Absolutely do NOT feel guilty. If you want to feel guilty, I'll help you--why aren't you working In one of Mother Teresa's clinics?? Why aren't you volunteering to work with Dr. without Borders?? etc. etc. No matter what you do you could always be doing more. The point is some people are driven to do those jobs, And even those people get burned out and decompensate. It is critical that you do a job that you enjoy because you are going to be doing it for a long long time. Your emotional health is very important for you to be able to do a good job.

I guarantee you, if the hospital where you work needed to reduce payroll, they would jettison you without a shred of guilt. You owe them (and your patients) your best efforts on the days you worked. They owe you your wage. Any idea you have of any relationship deeper than that is an illusion.

I've got to admit, it's an illusion that nurses are suckers for time and time again. No hospital has ever closed because a nurse quit. No unit has ever come to a grinding halt because someone didn't come in on their day off. And yet nurses constantly buy into that "we're family" bull.
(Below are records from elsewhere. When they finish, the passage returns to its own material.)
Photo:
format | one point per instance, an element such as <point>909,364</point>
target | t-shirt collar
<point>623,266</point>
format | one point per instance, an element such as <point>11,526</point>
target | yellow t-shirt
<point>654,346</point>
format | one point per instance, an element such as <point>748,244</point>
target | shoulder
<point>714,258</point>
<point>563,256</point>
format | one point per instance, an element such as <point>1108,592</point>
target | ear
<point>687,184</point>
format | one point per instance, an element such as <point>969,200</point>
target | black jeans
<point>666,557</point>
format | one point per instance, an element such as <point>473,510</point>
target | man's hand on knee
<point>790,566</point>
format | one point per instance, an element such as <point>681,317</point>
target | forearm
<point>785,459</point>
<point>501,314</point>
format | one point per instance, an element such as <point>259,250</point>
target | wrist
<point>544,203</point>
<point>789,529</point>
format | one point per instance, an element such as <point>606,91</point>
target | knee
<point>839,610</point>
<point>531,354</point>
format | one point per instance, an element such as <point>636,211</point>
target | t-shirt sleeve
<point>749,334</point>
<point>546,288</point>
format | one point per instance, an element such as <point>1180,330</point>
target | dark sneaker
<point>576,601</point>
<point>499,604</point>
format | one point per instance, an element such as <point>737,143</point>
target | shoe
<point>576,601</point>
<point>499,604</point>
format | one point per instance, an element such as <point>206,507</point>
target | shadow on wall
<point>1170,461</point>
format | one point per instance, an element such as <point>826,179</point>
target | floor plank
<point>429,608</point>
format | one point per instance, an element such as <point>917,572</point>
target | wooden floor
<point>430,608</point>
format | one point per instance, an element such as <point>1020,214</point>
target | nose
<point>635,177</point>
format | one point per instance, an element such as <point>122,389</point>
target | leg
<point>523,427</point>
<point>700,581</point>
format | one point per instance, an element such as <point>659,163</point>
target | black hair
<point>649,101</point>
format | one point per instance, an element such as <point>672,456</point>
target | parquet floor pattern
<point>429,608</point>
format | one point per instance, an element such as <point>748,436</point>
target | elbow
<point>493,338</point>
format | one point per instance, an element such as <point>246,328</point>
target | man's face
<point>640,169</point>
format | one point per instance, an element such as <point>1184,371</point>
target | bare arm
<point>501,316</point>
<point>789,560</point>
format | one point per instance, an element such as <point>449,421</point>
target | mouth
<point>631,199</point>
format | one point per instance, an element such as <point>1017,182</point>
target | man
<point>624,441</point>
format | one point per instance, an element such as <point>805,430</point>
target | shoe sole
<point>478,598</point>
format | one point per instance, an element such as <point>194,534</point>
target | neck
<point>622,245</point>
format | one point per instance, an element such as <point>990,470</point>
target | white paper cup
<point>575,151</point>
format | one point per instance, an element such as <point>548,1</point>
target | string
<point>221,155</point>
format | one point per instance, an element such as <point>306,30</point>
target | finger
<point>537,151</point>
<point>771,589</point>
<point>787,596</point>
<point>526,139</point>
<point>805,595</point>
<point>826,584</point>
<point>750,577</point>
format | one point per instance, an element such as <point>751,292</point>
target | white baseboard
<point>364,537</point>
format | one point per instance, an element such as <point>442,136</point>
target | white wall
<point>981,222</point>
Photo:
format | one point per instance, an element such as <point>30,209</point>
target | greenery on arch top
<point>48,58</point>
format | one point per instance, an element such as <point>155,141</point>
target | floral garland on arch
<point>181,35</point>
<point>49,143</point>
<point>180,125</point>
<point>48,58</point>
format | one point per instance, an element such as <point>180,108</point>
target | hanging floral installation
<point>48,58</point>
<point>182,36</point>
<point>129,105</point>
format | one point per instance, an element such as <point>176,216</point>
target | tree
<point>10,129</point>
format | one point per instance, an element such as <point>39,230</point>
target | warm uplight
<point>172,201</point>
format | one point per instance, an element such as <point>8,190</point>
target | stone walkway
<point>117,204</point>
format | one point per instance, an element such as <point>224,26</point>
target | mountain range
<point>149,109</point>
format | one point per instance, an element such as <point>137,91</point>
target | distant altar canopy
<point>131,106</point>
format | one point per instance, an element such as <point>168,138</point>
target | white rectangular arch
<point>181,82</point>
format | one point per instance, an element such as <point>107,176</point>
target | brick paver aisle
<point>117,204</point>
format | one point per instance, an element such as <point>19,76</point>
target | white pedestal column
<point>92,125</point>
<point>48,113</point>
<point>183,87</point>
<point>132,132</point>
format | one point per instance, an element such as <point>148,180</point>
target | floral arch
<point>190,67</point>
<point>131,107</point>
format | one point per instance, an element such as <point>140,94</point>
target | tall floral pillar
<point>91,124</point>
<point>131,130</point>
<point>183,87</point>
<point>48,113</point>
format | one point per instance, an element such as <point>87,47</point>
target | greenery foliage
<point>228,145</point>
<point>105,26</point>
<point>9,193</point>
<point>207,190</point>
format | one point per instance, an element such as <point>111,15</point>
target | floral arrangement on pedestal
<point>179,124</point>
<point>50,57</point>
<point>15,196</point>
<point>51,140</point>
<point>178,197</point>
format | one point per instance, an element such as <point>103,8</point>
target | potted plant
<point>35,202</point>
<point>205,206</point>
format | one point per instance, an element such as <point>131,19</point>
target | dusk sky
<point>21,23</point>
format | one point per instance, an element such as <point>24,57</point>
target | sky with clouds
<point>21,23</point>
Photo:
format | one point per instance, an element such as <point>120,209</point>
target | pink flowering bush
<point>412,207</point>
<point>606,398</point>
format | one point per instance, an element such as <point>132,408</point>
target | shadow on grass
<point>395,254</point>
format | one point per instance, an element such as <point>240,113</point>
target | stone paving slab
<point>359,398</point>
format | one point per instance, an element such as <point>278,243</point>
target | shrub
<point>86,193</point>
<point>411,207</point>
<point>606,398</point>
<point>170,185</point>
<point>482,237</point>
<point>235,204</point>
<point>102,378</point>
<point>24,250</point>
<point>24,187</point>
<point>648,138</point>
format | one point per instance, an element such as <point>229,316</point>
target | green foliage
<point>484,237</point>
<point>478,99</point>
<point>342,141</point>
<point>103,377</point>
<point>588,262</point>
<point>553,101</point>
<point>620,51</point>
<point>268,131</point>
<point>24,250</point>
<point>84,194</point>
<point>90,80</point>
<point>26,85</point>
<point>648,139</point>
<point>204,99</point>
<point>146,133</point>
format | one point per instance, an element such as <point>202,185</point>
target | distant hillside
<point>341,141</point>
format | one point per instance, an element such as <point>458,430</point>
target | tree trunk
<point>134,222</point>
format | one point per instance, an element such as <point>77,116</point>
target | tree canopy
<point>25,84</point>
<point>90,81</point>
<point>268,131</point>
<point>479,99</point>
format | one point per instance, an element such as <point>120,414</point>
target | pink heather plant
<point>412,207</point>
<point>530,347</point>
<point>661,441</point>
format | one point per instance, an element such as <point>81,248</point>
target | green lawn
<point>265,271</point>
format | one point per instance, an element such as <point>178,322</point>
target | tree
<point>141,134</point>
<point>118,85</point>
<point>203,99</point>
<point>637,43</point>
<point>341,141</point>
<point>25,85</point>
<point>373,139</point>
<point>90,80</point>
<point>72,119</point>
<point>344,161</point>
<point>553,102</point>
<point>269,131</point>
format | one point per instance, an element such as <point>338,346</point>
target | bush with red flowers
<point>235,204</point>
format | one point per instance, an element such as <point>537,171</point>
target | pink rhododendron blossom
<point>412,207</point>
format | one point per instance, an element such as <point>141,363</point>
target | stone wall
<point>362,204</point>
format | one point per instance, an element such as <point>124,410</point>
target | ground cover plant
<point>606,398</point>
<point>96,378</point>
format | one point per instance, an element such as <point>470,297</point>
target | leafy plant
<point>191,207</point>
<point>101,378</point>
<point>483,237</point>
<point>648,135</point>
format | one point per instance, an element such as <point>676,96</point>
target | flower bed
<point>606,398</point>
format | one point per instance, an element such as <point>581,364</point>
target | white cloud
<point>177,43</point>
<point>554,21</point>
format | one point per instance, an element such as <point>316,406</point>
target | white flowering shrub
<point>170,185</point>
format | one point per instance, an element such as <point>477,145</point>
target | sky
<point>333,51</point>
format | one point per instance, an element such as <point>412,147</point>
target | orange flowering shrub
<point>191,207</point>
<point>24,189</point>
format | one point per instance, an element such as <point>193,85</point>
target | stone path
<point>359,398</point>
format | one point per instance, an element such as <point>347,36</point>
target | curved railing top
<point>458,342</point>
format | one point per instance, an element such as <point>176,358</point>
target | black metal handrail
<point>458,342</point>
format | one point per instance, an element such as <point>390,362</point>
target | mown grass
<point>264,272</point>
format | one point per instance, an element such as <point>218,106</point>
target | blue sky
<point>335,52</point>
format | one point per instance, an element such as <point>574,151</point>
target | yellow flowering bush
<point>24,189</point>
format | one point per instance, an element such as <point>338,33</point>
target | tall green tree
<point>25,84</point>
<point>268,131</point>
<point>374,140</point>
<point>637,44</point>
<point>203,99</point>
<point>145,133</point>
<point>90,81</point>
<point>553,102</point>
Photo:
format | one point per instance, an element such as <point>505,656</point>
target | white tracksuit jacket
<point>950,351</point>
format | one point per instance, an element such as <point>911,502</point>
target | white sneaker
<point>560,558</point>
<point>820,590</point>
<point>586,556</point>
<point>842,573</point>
Search this site, and you will find dozens of posts with the same theme: "I was at my hospital for xx years, never called in sick, worked OT even though I didn't want to because we were short, and after all that time, they...(fire me/laid me off/made me go to nights/made me go to days/cut back my hours/etc.)"

Basically my issue is a moral one.

Hey, whether you do an hour, a year or a lifetime you have done some good. There is no minimum of good you have to do and you will be doing good at wherever you choose to go. Don't feel bad. You have to take care of yourself first.

Specializes in Emergency & Trauma/Adult ICU.

I agree the OP needn't feel guilty.

I do have other thoughts on the subject though, of leaving for greener pastures. Will send a pm ... :)

Specializes in Critical care, tele, Medical-Surgical.

You only have one license.

You need to protect your mental health. Stress leads to illness.

If you don't take care of yourself you will be no good to your patients.

And by showing kindness and concern to your patients I think you probably helped at least some of them and their families have respect for you and our profession.